Peer pressure and the quest for social status is not a dysfunctional characteristic of the human race alone. It’s been my observation that all animal behavior becomes threatened by unknown outsiders. It’s a tribal matter. Like humans, most farmyard animals resist anything or anyone that threatens the safety and security of their established communities. It is human and animal nature alike to fear and resist the potential disruption of status quo norms.  In our uncertainty we find others who share our common anxieties enabling us to join the crowd and corporately pushing back on those we don’t understand. In the same way, all of the horses joined Cayenne in Kit’s fraternal initiation.

The chasing, biting, kicking and squealing went on for several days…

The chasing, biting, kicking and squealing went on for several days forcing Kit to be segregated and live on the outside of the established click until one day Cayenne came walking to the barn head held low with a painful limp. An examination revealed a perfect imprint of a hoof on her right shoulder. Kit had had enough, stood her ground and demanded respect. It was over then. Things changed from that day on. Kit had become an accepted member of the Timber Butte community, but not without everyone experiencing a lot of unnecessary pain and anguish.

 Is there a deeper message?

It’s no easy task achieving harmony in the barnyard. Every working homestead is made up of all kinds of diverse species; poultry and livestock for laying, eating and breeding, all in a multitude of color and sex, and all with different agendas, disposition and purpose.  Harmony and peace, in any farmyard occurs only after inner fears subside, new behaviors are learned and acceptance and tolerance between species override aggressiveness and self protection.  Dogs and cats become disciplined to suppress their natural instincts to chase, catch and kill poultry, newborn lambs and calves.  This transformation doesn’t come easily, however,   when harmony does occur daily life on the farm has a lot less stress and grief. When animals learn to cohabitate, living without prejudice and segregation, pen gates are opened and the freedom to range can be granted.

The barnyard is a picture of the world we now find ourselves living. Unfortunately however, it is a world filled with paralyzing fear, some founded and some not.  It is a world that fears those they don’t understand, stereotyping the immigrant and stranger as aggressors and a threat to entitlement. In this kind of world all Muslims are perceived as terrorists, Mexican migrants as evildoers and people of a different color as suspect. It is an increasingly fearful society becoming convinced that the newcomer is destined to undermine national security, rob employment, create violent gangs and blow up assemblies. In this kind of world it makes sense to protect through isolation by building walls, not merely closing aggressors out, but closing ourselves in, just as the farmer closes off the chicken’s run. As it is in the barnyard, opening hearts and welcoming the stranger is contrary to our sinful human nature.
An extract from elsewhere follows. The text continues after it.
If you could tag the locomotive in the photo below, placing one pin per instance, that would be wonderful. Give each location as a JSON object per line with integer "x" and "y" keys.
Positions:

As a Christian I am conscious that Jesus exhorted his people to rise above the norm. He told us to invite the stranger in. When defining differences between the righteous from the unrighteous he told us when we invite the stranger in we are actually inviting Him in. (Matt. 25:35) He called us to hospitality.

Like in the case of the mare Cayenne, human fear and the desire to aggressively control becomes contagious throughout a culture and mean-spiritedness promotes social segregation forcing isolation.  And, as it is in the barnyard, where there is no quest for harmony, freedoms are lost,  chicken become re-penned, the dogs are tethered on chains, the farmer becomes motivated to rule with a stick and the rule of tyranny is embraced by all. There’s a lot to be learned from the barnyard; if only we will before it’s too late.